レクリエーション(コミュニケーションロボット)

 テレビと連動し、写真や歌などを流して利用者に情報を提供するコミュニケーションロボットの実演を拝見しました。フラフープの写真が写されると、利用者から「昔、やったよ」と声が上がり、それをきっかけにスタッフと会話が弾んでいました。また、童謡が流れると利用者の皆さんが一緒に口ずさむなど、介護の一端を担っている様子が伺えました。介護スタッフには様々な業務があり、一人の利用者と関わる時間も限られていますが、コミュニケーションロボットのおかげで利用者がレクリエーションを楽しむ間に、他の方のケアにあたることもできるということでした。

睡眠(夜間の見守りシステム)

 ベッドの下にセンサーが入っており、利用者の睡眠状態をパソコンの画面上で把握できるシステムです。各利用者の睡眠時間帯や睡眠量が記録されるため、一人一人に合わせたケアをするのに役立ちます。私も寝つきが悪いなど気になることがあるので、客観的に計測できるセンサーが欲しくなりました。

取材を終えて

 今回訪問したサンタフェガーデンヒルズは羽田空港の隣にあり、飛行場と海をのぞむ、広々とした素敵な施設でした。屋上や屋内には野菜や花を育てるスペースがあり、野菜を育てることを楽しみにしている利用者も多く、認知症予防にも役立っているとのことでした。
 また、介護スタッフが夜間に施設内を移動する際には、電動の立ち乗り二輪車を活用するなど、最新のシステムを揃えていることがよくわかりました。さらに、利用者に関するデータを集約できるようなシステムも開発中とのことでした。
 介護ロボットを現場で活用するためには、今までのやり方を変える必要があります。

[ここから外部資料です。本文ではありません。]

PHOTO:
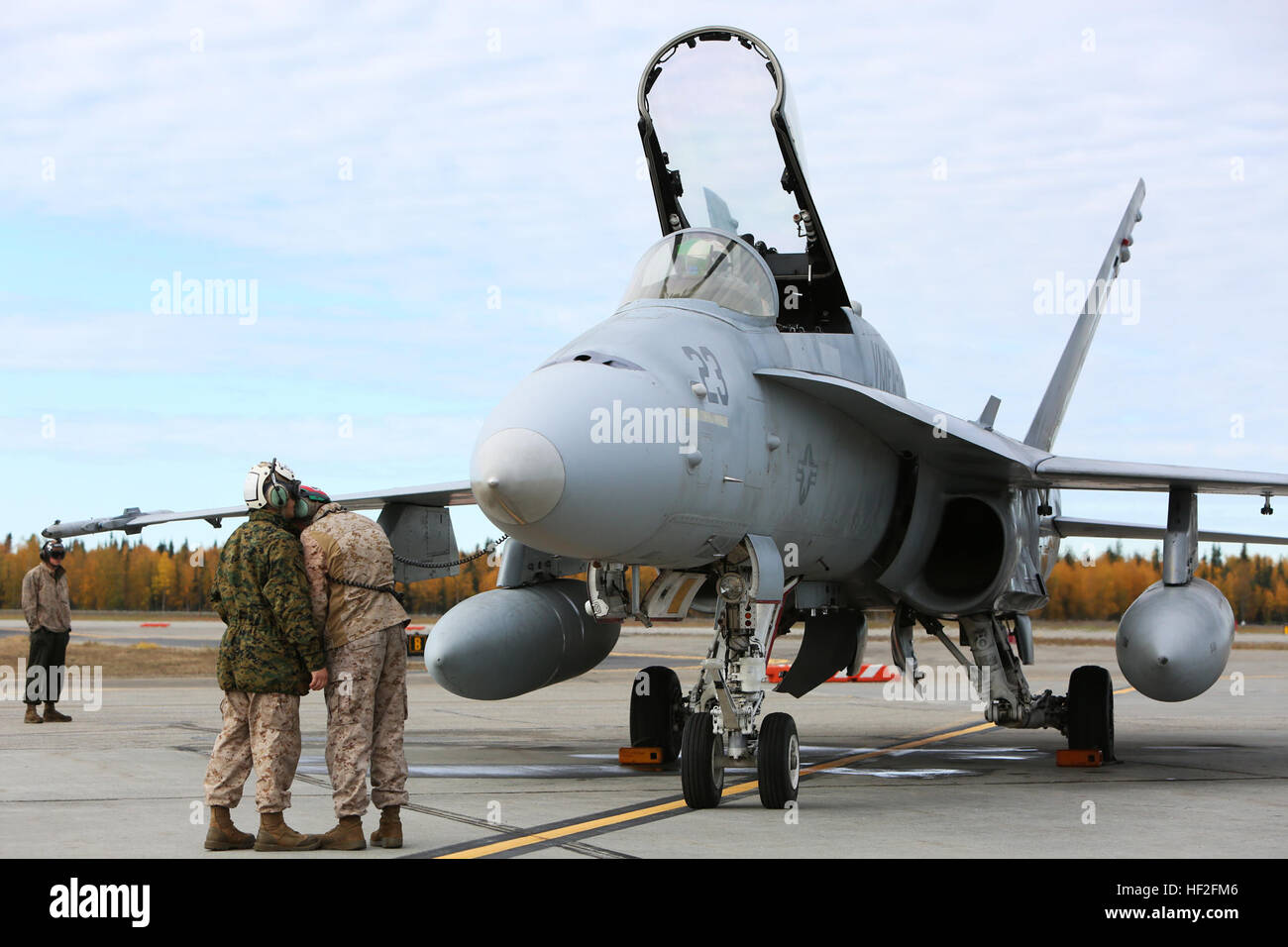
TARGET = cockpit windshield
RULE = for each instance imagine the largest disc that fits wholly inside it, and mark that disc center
(706, 264)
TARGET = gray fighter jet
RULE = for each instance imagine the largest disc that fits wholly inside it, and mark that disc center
(738, 425)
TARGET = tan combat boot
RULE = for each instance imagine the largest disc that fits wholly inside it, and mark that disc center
(274, 835)
(223, 835)
(347, 836)
(389, 835)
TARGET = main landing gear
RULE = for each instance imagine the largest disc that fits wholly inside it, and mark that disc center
(1085, 716)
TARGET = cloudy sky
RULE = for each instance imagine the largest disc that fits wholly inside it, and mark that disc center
(432, 197)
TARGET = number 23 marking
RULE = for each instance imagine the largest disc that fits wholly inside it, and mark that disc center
(707, 363)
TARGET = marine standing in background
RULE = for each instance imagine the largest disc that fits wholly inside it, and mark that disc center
(48, 608)
(351, 570)
(269, 657)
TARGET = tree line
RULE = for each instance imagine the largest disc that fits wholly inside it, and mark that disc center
(1102, 589)
(125, 575)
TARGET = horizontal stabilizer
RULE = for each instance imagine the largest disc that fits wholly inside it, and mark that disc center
(1067, 526)
(1083, 474)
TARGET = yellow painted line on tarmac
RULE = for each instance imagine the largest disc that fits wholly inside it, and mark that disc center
(635, 814)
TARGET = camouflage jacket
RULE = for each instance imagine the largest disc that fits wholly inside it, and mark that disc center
(46, 602)
(263, 596)
(343, 545)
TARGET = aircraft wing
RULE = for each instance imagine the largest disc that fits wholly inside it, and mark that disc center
(973, 450)
(456, 493)
(1098, 528)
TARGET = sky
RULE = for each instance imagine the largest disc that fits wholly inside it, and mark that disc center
(426, 200)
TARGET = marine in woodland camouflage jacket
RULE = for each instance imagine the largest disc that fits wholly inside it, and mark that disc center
(262, 594)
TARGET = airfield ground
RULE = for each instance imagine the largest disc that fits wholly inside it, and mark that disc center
(537, 776)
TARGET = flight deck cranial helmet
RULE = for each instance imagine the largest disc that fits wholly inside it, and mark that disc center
(269, 484)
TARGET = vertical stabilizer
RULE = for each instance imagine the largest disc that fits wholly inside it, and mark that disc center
(1046, 421)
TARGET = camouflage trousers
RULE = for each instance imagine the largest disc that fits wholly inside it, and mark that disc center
(265, 729)
(366, 705)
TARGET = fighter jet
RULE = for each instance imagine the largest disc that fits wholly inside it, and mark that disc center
(739, 427)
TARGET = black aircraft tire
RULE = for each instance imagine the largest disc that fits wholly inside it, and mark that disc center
(657, 715)
(700, 763)
(1091, 710)
(778, 762)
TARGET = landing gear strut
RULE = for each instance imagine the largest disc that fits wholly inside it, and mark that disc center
(726, 699)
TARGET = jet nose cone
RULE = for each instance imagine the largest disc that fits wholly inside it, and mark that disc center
(516, 475)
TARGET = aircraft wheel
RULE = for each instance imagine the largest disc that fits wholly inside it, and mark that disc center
(1091, 710)
(778, 761)
(700, 763)
(657, 711)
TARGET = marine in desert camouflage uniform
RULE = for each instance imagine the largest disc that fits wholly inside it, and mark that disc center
(269, 656)
(351, 573)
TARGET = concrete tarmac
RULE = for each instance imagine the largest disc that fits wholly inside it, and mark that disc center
(537, 776)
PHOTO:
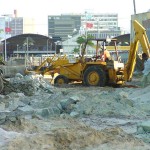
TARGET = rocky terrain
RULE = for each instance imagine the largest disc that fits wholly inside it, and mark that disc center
(35, 115)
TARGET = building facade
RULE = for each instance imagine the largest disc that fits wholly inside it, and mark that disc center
(101, 25)
(63, 25)
(98, 25)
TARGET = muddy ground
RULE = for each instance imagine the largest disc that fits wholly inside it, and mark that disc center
(75, 117)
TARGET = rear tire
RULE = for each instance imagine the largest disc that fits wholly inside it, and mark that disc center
(94, 76)
(60, 80)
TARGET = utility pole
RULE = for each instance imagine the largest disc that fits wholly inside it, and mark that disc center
(134, 5)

導入当初は介護スタッフから様々な意見もあったようですが、介護ロボットの活用で業務が楽になったと実感し、今では「次は、こんなロボットが入るよ」と前向きになったとのことです。
 「いくらロボットが働いて便利になっても、最終的には人間同士のコミュニケーションです」という介護スタッフの言葉が心に残りましたし、介護ロボットを活用することによって、さらなるケアの向上につながっていってほしいと願います。